I took this unique photo of Council House in Perth, Australia, early on a summer evening. I was trying to capture the amazing façade of the building being bathed in multiple colours and continuously changing. This colourful display, on one of Perth’s most recognisable buildings, now takes place from sunset till dawn every day of the year. These magical lighting effects help to bring the building alive at night, encouraging reactivation of the city centre by drawing increased numbers of visitors from nearby Perth hotels back into the city in the evening.
Heritage Perth, an independent, not-for-profit organisation set up to promote Perth’s heritage, has developed the project “Light Up Perth” to create an imaginative and sustainable façade lighting schemes for significant buildings within the City of Perth. Using energy efficient equipment, Light Up the City provides a spectacular lighting show that brings important buildings to life at night, helping to reaffirm the Perth’s title of ‘City of Light’.

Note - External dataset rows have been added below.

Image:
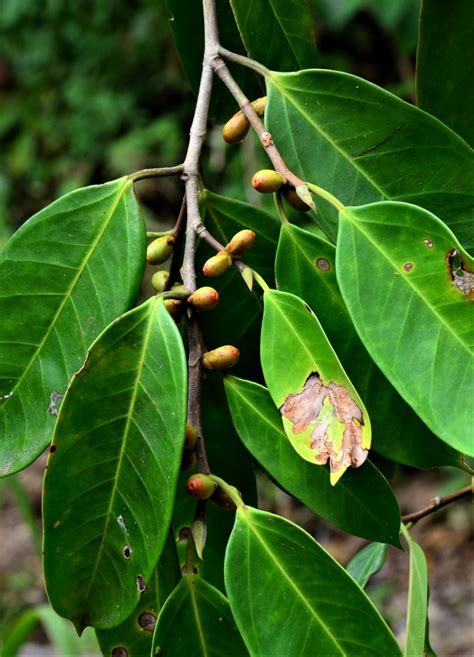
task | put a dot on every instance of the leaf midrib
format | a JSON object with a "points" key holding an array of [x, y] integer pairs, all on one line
{"points": [[125, 435], [68, 292], [244, 514]]}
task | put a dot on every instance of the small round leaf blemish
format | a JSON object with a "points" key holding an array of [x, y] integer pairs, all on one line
{"points": [[119, 652], [323, 264], [147, 621]]}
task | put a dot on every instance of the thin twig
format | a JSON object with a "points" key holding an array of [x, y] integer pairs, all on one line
{"points": [[159, 172], [244, 61], [437, 503], [221, 70]]}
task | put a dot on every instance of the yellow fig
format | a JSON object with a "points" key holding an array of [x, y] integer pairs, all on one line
{"points": [[267, 181]]}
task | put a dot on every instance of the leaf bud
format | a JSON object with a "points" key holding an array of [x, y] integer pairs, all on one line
{"points": [[222, 499], [259, 105], [159, 250], [236, 128], [204, 298], [174, 307], [217, 265], [188, 460], [200, 486], [294, 200], [241, 242], [160, 279], [190, 437], [267, 181], [221, 358]]}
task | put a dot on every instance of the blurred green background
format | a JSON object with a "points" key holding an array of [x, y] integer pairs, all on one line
{"points": [[93, 90]]}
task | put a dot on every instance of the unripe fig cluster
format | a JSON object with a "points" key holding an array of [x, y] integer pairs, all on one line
{"points": [[160, 250], [237, 127]]}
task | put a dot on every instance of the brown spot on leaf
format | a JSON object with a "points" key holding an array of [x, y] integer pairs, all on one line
{"points": [[141, 586], [147, 621], [323, 264], [330, 408], [462, 277], [119, 652]]}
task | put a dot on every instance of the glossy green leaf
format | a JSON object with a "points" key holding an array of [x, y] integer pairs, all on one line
{"points": [[404, 279], [323, 415], [306, 266], [363, 145], [237, 319], [290, 597], [197, 621], [111, 477], [444, 70], [228, 457], [60, 633], [135, 635], [367, 562], [417, 599], [277, 33], [187, 26], [66, 273], [260, 429]]}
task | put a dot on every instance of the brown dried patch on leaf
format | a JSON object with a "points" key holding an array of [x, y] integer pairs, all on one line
{"points": [[337, 420], [462, 277]]}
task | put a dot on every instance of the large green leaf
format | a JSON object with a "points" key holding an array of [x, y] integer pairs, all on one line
{"points": [[417, 600], [444, 69], [110, 483], [68, 272], [306, 266], [187, 26], [369, 561], [135, 635], [363, 144], [228, 457], [197, 621], [277, 33], [323, 415], [408, 287], [260, 428], [289, 597], [237, 319]]}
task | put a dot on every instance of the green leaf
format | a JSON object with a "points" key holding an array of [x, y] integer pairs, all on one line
{"points": [[417, 599], [60, 633], [135, 635], [112, 472], [186, 18], [323, 415], [363, 144], [277, 33], [367, 562], [259, 425], [66, 273], [404, 279], [444, 71], [289, 597], [230, 459], [306, 266], [197, 620], [237, 319]]}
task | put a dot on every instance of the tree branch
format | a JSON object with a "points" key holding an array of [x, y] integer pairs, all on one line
{"points": [[221, 70], [437, 503]]}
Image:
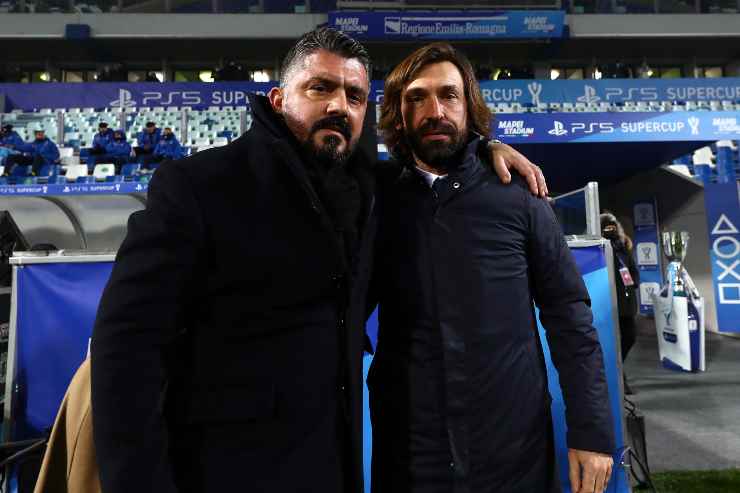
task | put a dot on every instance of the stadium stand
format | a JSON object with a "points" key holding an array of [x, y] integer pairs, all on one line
{"points": [[200, 129]]}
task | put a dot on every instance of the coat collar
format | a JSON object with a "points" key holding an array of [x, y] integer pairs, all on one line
{"points": [[462, 174]]}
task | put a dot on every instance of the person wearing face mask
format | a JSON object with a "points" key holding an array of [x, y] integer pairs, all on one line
{"points": [[9, 138], [37, 153], [167, 148], [117, 151], [627, 279]]}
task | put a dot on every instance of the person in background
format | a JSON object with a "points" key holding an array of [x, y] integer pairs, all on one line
{"points": [[168, 148], [4, 153], [37, 153], [627, 279], [147, 140], [101, 139], [117, 151], [9, 138]]}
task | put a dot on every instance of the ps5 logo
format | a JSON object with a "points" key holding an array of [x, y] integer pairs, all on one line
{"points": [[694, 124], [589, 96], [646, 251], [558, 129], [535, 88], [125, 99], [632, 93]]}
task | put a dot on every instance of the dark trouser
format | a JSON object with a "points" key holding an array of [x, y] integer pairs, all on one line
{"points": [[146, 161], [628, 334]]}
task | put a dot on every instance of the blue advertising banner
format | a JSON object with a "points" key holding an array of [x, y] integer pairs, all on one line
{"points": [[647, 252], [101, 95], [56, 309], [592, 263], [593, 91], [450, 25], [723, 218], [29, 97], [616, 127], [74, 189]]}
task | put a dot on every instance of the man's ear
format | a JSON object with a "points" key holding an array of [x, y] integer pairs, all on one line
{"points": [[276, 99]]}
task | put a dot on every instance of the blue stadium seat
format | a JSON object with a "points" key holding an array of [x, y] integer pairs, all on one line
{"points": [[20, 171], [129, 170]]}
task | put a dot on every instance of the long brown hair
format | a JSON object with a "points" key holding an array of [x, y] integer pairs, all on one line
{"points": [[391, 119]]}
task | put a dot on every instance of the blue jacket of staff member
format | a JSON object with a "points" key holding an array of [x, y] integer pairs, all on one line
{"points": [[11, 139], [102, 139], [169, 148], [45, 148], [152, 139], [118, 146]]}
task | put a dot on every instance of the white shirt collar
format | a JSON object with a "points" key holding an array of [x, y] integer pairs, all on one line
{"points": [[428, 176]]}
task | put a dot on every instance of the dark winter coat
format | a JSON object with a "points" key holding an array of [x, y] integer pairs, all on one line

In order to achieve a façade lighting scheme whose design can be changed at the tap of a computer keyboard, over 20,000 diodes have been installed on the famous structural ‘Ts’ of Council House. Using such equipment has made it possible to light a building using a fraction of the energy previously required for the same purpose. With the assistance of the State’s Sustainable Energy Development Office the scheme is intended to have the minimum possible environmental impact. The lighting specification developed gives up to 500% efficiencies over conventional façade lighting systems.
Council House is widely recognised throughout Australia as one of the finest examples of 1960s ‘minimalist modern’ office buildings in the country and was officially opened by Her Majesty Queen Elizabeth II, on 25 March 1963.
At the end of 1992, Perth City Council announced its intention to move out of Council House to make way for asbestos contamination to be removed. This announcement ushered in five years of controversy and extensive public debate over the future of the building. In October 1993, the State Government released the Perth Central Precinct Area Policies Review, which featured a ‘Civic Precinct’ or ‘Central Perth Heritage Precinct’. This proposal called for the demolition of Council House and the establishment of public gardens on the site.
The media prominently covered the public debate that ensued. Those supporting the demolition focused primarily on the perceived ugliness of the place and its supposed intrusion on a ‘heritage’ precinct of 19th-century structures and gardens. Those in favour of retention spoke of the importance of the place as a fine demonstration of Post-War Modernist architecture. Eventually, in 1995, a newly elected Perth City Council reviewed the demolition order and a year later approved refurbishment of the building.
Thankfully the building was saved and with the recent façade lighting project it has cemented its place as one of the most recognizable buildings in the city, a highlight of any tour of Perth.